Arrêtons de faire les papillons !

 

Il est urgentissime de sortir de l’impuissance qui frappe l’action politique si l’on veut éviter le retour aux tentations populistes. Le volontarisme de 2007 incarné par Sarkozy mais aussi par Royal, qui avait un temps redonné confiance dans la politique, n’est plus crédible.

L’impuissance nait, comme souvent, de l’aveuglement : nous sommes comme ces papillons qui butent contre la vitre alors que l’autre battant de la fenêtre est grand ouvert.
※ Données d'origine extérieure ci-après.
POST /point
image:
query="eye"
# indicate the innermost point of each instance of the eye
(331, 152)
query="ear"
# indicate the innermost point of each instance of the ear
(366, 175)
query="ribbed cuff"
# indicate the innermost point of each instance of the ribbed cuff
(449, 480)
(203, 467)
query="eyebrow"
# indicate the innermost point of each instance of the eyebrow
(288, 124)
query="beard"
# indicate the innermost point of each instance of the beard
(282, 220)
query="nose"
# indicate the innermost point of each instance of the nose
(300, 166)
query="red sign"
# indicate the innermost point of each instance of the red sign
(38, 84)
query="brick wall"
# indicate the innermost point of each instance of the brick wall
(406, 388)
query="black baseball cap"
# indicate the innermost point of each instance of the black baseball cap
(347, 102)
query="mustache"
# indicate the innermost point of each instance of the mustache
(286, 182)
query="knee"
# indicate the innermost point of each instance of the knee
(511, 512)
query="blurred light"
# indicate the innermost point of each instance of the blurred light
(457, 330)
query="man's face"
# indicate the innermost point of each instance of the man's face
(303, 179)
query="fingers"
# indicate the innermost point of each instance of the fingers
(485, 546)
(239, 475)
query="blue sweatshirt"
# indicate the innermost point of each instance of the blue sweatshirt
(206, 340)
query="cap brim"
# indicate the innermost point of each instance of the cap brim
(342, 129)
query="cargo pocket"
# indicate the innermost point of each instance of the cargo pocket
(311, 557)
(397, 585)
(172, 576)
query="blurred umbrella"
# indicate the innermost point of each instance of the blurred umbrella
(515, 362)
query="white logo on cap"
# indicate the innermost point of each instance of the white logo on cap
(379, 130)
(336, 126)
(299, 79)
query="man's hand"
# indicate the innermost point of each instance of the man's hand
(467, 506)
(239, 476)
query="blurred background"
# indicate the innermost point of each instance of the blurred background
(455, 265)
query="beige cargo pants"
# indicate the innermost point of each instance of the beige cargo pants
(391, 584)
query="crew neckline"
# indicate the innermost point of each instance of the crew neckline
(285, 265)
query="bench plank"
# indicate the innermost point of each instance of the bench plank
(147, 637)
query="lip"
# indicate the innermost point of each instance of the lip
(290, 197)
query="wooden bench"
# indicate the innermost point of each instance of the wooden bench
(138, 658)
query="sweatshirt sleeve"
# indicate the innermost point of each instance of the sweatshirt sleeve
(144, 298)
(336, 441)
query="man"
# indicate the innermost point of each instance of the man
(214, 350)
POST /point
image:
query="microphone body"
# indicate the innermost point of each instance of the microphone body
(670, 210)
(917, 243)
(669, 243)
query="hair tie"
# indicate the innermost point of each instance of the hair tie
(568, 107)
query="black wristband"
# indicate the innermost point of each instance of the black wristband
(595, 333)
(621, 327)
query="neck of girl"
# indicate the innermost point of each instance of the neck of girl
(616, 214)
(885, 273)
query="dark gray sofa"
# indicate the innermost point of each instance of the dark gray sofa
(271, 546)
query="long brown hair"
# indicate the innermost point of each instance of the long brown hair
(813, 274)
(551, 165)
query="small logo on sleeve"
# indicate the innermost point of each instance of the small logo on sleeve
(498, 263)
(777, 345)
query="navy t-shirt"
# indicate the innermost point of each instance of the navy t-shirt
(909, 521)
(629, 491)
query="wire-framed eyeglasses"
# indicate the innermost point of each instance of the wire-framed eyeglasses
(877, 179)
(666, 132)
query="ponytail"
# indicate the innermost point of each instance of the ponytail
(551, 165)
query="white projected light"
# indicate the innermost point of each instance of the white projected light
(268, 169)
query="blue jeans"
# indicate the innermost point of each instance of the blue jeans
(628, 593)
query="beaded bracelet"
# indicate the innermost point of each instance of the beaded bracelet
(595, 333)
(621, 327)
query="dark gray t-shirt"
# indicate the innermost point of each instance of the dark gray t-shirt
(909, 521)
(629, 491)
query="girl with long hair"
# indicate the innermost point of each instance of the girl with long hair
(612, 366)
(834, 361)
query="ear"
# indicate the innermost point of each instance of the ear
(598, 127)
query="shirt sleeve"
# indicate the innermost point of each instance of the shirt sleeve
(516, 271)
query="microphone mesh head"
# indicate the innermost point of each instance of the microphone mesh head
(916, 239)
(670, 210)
Le carreau invisible, contre lequel nous nous comportons en papillons affolés, c’est notre conception erronée, pourtant apparemment de bon sens, de la « sortie de crise ».

Il faudrait

–          organiser la relance (avec une variante entre gauche et droite sur le passage préalable par une purge de nos finances publiques),

–          redonner la primauté au politique pour sortir la société de ses errements individualistes,

C’est effectivement, apparemment la direction à prendre : PLUS d’activité économique, PLUS de politique. On voit le ciel bleu… et pourtant on est toujours derrière la vitre.

Le problème vient du fait que nous raisonnons en PLUS et en MOINS sans nous intéresser réellement aux manières de faire. Or tout est dans le comment. Plus de politique ? Oui, je ne cesse de l’écrire mais certainement pas par le volontarisme bonapartiste d’un Sarkozy et sans doute pas non plus par la recherche de compromis socio-libéraux à la Hollande.  Pour l’un comme pour l’autre, la politique est l’affaire de professionnels qui doivent faire face à une société en décomposition.  Nous avons ici beaucoup écrit sur notre vision exactement inverse du rapport société/politique, sur la manière de refaire la politique, non pas contre les individus mais avec eux, en misant sur leur capacité à agir, en facilitant leurs initiatives par des démarches d’empowerment. Nous avons souvent proposé l’oxymore de « volontarisme modeste » pour tenter de donner à voir l’attitude que devrait avoir un président de la République misant sur les ressources de la  société civile. Nous ne développerons pas ce point essentiel et premier. C’est l’objet de mon livre en cours de publication.

Intéressons-nous ici à la deuxième révolution mentale à opérer, celle qui concerne la croissance. Il faut sans doute rechercher des voies similaires : comprendre ce qui ne va pas dans les ambitions apparemment de bon sens et tenter le pas de côté.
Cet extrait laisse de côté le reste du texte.